Projects

Storytelling for Climate

The second season of Data Dialogues is a narrative long form 6-episode podcast that I conceptualized, directed, and hosted as Science Communications Fellow at the Open Environmental Data Project.

The Data Dialogues podcast brings together multiple perspectives to look at a single environmental data issue. The second season focuses on Indonesia’s OneMap policy: a decade-long, ongoing effort to resolve land conflict with data. I spoke to adat elders, drone ecologists, journalists, lawyers, community mapping networks, data technologists, policy folks, and a multi-species ethnographer about the limitations of modern cartography, Indonesia’s place in the international climate finance ecosystem, and Indigenous struggles over being seen.

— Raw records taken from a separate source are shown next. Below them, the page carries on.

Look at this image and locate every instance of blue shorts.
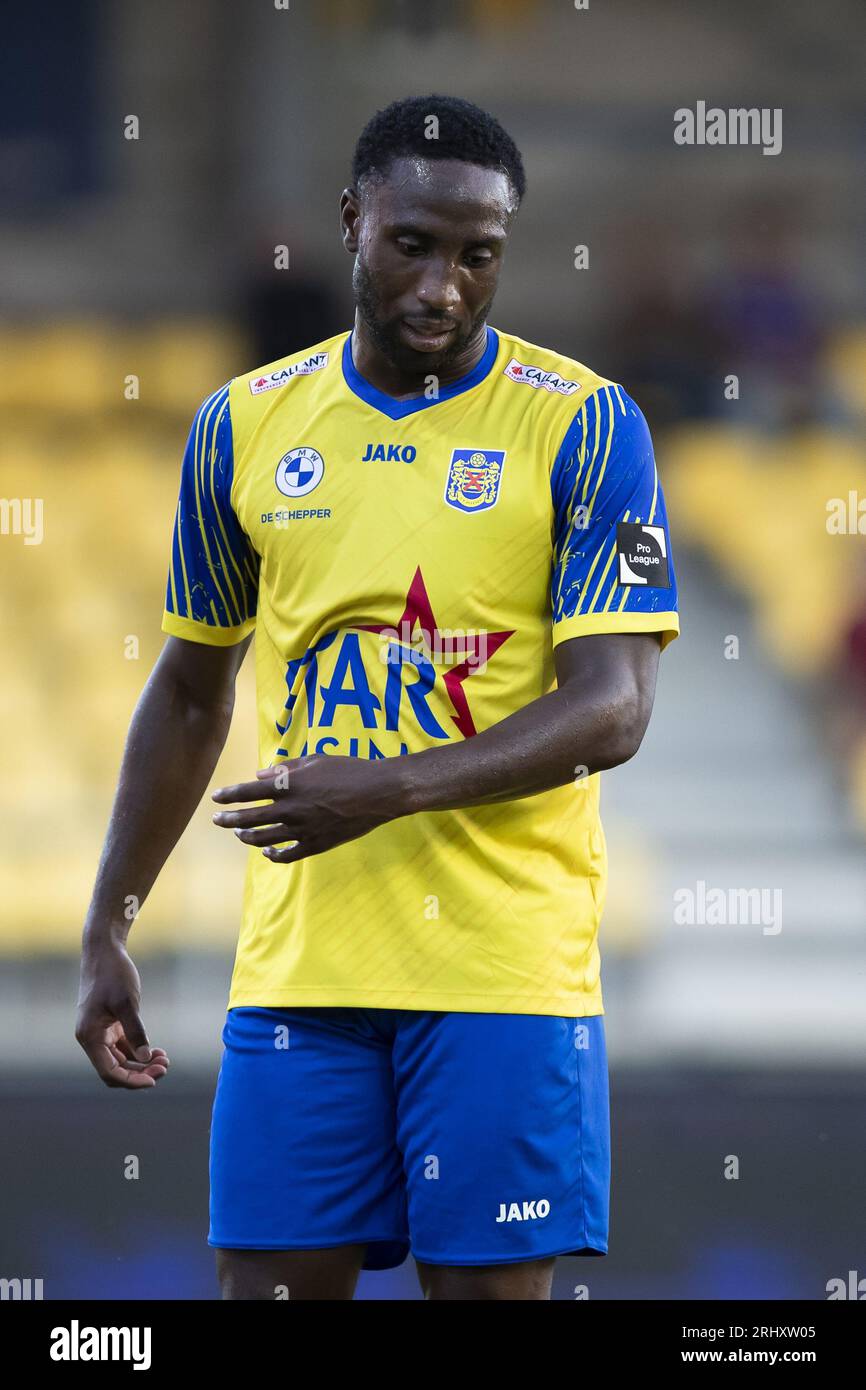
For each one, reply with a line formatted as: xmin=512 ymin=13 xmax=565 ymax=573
xmin=209 ymin=1008 xmax=610 ymax=1269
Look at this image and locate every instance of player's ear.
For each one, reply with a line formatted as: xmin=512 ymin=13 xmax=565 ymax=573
xmin=339 ymin=188 xmax=361 ymax=256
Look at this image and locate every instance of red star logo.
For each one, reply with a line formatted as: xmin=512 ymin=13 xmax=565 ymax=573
xmin=352 ymin=569 xmax=513 ymax=738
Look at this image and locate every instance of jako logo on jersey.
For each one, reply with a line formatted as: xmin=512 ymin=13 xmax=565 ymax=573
xmin=361 ymin=443 xmax=418 ymax=463
xmin=274 ymin=446 xmax=325 ymax=498
xmin=250 ymin=352 xmax=328 ymax=396
xmin=496 ymin=1197 xmax=550 ymax=1223
xmin=502 ymin=357 xmax=580 ymax=396
xmin=445 ymin=449 xmax=505 ymax=512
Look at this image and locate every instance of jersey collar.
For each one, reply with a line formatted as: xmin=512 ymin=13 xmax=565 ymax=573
xmin=343 ymin=324 xmax=499 ymax=420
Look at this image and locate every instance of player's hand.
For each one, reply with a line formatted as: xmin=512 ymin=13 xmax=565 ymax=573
xmin=213 ymin=753 xmax=403 ymax=865
xmin=75 ymin=942 xmax=168 ymax=1091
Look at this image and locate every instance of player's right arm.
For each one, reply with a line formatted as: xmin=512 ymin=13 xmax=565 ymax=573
xmin=75 ymin=388 xmax=259 ymax=1090
xmin=75 ymin=637 xmax=250 ymax=1090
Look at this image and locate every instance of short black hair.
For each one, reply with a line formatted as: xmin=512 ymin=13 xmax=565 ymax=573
xmin=352 ymin=93 xmax=527 ymax=202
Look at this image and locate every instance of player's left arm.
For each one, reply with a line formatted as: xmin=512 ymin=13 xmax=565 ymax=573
xmin=214 ymin=386 xmax=678 ymax=863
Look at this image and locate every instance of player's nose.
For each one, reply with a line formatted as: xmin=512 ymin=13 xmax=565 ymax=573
xmin=416 ymin=265 xmax=460 ymax=314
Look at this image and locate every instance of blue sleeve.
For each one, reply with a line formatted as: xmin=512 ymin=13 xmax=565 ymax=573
xmin=550 ymin=385 xmax=680 ymax=646
xmin=163 ymin=386 xmax=259 ymax=646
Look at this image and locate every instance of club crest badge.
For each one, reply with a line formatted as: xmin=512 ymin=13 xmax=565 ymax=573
xmin=445 ymin=449 xmax=505 ymax=512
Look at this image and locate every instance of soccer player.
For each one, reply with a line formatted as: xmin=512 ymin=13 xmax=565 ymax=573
xmin=76 ymin=96 xmax=678 ymax=1300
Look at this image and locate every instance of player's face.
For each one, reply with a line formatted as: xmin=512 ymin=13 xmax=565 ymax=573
xmin=342 ymin=158 xmax=516 ymax=373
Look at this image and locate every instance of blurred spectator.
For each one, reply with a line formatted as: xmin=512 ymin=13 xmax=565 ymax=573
xmin=708 ymin=202 xmax=824 ymax=430
xmin=240 ymin=232 xmax=352 ymax=367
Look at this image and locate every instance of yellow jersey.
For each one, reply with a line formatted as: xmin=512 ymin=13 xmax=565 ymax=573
xmin=163 ymin=327 xmax=678 ymax=1016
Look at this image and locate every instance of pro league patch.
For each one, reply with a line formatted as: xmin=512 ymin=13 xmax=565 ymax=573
xmin=616 ymin=521 xmax=670 ymax=589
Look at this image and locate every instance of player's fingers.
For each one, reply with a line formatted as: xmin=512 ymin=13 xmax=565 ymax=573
xmin=108 ymin=1033 xmax=168 ymax=1066
xmin=211 ymin=781 xmax=276 ymax=802
xmin=213 ymin=801 xmax=287 ymax=830
xmin=108 ymin=1037 xmax=171 ymax=1076
xmin=235 ymin=824 xmax=299 ymax=847
xmin=114 ymin=999 xmax=150 ymax=1062
xmin=79 ymin=1038 xmax=156 ymax=1091
xmin=261 ymin=840 xmax=318 ymax=865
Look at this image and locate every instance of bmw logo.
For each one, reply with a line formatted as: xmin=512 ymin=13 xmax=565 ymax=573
xmin=274 ymin=448 xmax=325 ymax=498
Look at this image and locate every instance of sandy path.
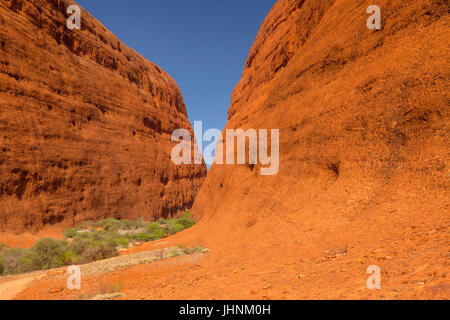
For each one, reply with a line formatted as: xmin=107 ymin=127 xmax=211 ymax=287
xmin=0 ymin=273 xmax=45 ymax=300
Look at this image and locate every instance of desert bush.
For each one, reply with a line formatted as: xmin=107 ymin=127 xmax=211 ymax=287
xmin=30 ymin=239 xmax=70 ymax=269
xmin=64 ymin=228 xmax=78 ymax=239
xmin=1 ymin=248 xmax=27 ymax=274
xmin=121 ymin=220 xmax=144 ymax=230
xmin=116 ymin=238 xmax=130 ymax=247
xmin=145 ymin=222 xmax=161 ymax=233
xmin=96 ymin=218 xmax=122 ymax=231
xmin=80 ymin=241 xmax=118 ymax=263
xmin=177 ymin=212 xmax=195 ymax=229
xmin=0 ymin=255 xmax=5 ymax=276
xmin=133 ymin=232 xmax=152 ymax=242
xmin=167 ymin=223 xmax=185 ymax=235
xmin=151 ymin=228 xmax=166 ymax=241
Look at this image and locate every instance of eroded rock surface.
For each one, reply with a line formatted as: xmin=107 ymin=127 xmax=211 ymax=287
xmin=0 ymin=0 xmax=206 ymax=231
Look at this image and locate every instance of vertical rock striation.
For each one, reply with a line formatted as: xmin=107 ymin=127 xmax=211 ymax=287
xmin=0 ymin=0 xmax=206 ymax=231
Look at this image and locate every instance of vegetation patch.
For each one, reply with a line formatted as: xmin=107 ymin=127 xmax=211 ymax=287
xmin=0 ymin=212 xmax=195 ymax=276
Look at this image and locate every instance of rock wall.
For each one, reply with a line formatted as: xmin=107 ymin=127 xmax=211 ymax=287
xmin=0 ymin=0 xmax=206 ymax=231
xmin=193 ymin=0 xmax=450 ymax=255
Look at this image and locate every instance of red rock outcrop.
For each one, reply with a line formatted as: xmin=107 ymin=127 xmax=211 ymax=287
xmin=0 ymin=0 xmax=206 ymax=231
xmin=186 ymin=0 xmax=450 ymax=298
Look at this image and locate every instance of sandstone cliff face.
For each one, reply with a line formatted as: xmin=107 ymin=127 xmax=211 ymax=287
xmin=0 ymin=0 xmax=206 ymax=230
xmin=193 ymin=0 xmax=450 ymax=298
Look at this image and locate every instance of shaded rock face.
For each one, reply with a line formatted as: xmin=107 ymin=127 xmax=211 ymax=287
xmin=0 ymin=0 xmax=206 ymax=231
xmin=193 ymin=0 xmax=450 ymax=250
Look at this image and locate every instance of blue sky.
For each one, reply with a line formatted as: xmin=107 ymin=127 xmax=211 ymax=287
xmin=77 ymin=0 xmax=276 ymax=159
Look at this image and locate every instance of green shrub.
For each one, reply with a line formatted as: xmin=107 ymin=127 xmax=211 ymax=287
xmin=133 ymin=232 xmax=152 ymax=242
xmin=167 ymin=223 xmax=185 ymax=235
xmin=15 ymin=250 xmax=45 ymax=273
xmin=116 ymin=238 xmax=130 ymax=247
xmin=0 ymin=253 xmax=5 ymax=276
xmin=97 ymin=218 xmax=122 ymax=231
xmin=81 ymin=241 xmax=118 ymax=263
xmin=64 ymin=228 xmax=78 ymax=239
xmin=2 ymin=248 xmax=27 ymax=274
xmin=145 ymin=222 xmax=161 ymax=233
xmin=121 ymin=220 xmax=144 ymax=230
xmin=150 ymin=228 xmax=166 ymax=241
xmin=30 ymin=239 xmax=69 ymax=269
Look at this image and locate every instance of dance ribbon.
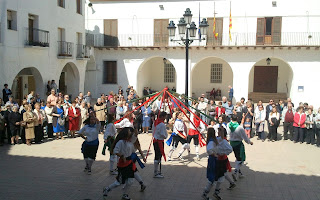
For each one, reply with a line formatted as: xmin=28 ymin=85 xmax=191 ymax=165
xmin=114 ymin=89 xmax=164 ymax=124
xmin=146 ymin=87 xmax=168 ymax=159
xmin=131 ymin=153 xmax=145 ymax=169
xmin=167 ymin=91 xmax=208 ymax=147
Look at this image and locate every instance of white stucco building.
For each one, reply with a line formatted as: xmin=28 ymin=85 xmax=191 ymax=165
xmin=0 ymin=0 xmax=89 ymax=101
xmin=85 ymin=0 xmax=320 ymax=106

Data Dialogues is streaming on all podcast platforms from March 14, 2023.


At the Confluence of Digital Rights and Climate & Environmental Justice

With The Engine Room, I co-authored a landscape analysis of intersections between digital rights and environmental and climate justice to strengthen open collaboration over questions of digital safety, disinformation, extractive green technologies, rights of access, and sustainable internet. We spoke to over 20 practitioners, grantmakers, and scholars from 10+ countries, and many more joined our community calls to share their insights, experiences, and hopes for the future.

As the effects of the ongoing climate emergency amplify, the fight for environmental & climate justice has become more crucial than ever. While technology is being used to support these efforts, it can also be part of the problem: technological innovation is taking an environmental toll, climate justice activists face increasing digital attacks, social media platforms are full of unfounded claims about climate change, and many of the communities affected the most by the climate emergency continue to lack basic access to digital resources that are needed to adapt to, and mitigate effects of, the climate crisis – from internet access to reliable online information in their own language and cultural context.

With all this in mind, it is clear that an exploration of the intersections between environmental/climate justice (EJ-CJ) and digital rights (DR) movements – with an eye on identifying opportunities for collaboration and support – could help both sectors achieve their respective goals.

The report was published in July 2022. You can access it in full here.


Stewarding Ocean-reliant Communities

I guided the Environmental Defense Fund’s Small-Scale Fisheries Hub through the first half of IYAFA 2022 (International Year of Aritsanal Fisheries and Aquaculture) as an Online Community Building Strategist.

After three months of audience development research, I designed a playbook for driving engagement on coastal adaptation strategies; built trust with partner organizations; and facilitated events via the Hub, a multilingual global network for artisanal fishers, fish farmers, fish workers, and their allies.


‘If you build it, will they come?’

For two years at Rare’s Center for Behavior & the Environment, I built, grew, and managed a virtual community of practice at the interface between behavioral insights and human-centered design.

This was my first foray into community engagement strategy, user experience research, and web design. I sustained engagement through quarterly content and marketing calendars, hosted community check ins for different time zones, and worked closely with backend support to ensure linguistic inclusivity and web accessibility for differently abled users.

I drew on paritcipatory research methods to conduct usability testing for the new platform. In-depth interviews helped identify international users’ pain points. My findings led to a set of interface redesign solutions that increased unique page views across the learning platform by 210%. Our first annual recruitment drive ended with 1400+ members from 79 countries.


Agricultural Challenges are also Behavioral Challenges

What is preventing farmers from shifting their behaviors? Why are farmers reluctant to experiment with new methods and inputs? Why is investing into soil regeneration or water conservation postponed in favor of immediate livelihood concerns? This is where the Behavior Change for Agriculture Guide comes in.

Tapping into farmers’ motivations and barriers takes us closer to solutions grounded in behaviorally informed insights. Illustrated with data from partner organizations in Mexico, China, Peru, and Colombia tracking the rate of adoption, this Guide invites us to center farmer behaviors, develop insights and design improved livelihoods for the world’s 570 million smallholder farms.

I led the concept, research, interaction design, and wireframing of this virtual ‘Behavior Change Toolkit for Agriculture’ with the Marketing/Communications team at Rare. Washington D.C.-based web design agency Taoti lent design support. The content was co-authored with Deissy Martínez-Barón, social scientist at the Alliance of Bioversity and the International Center for Tropical Agriculture (CIAT). The CGIAR research program on Climate Change, Agriculture and Food Security (CCAFS) also provided research guidance.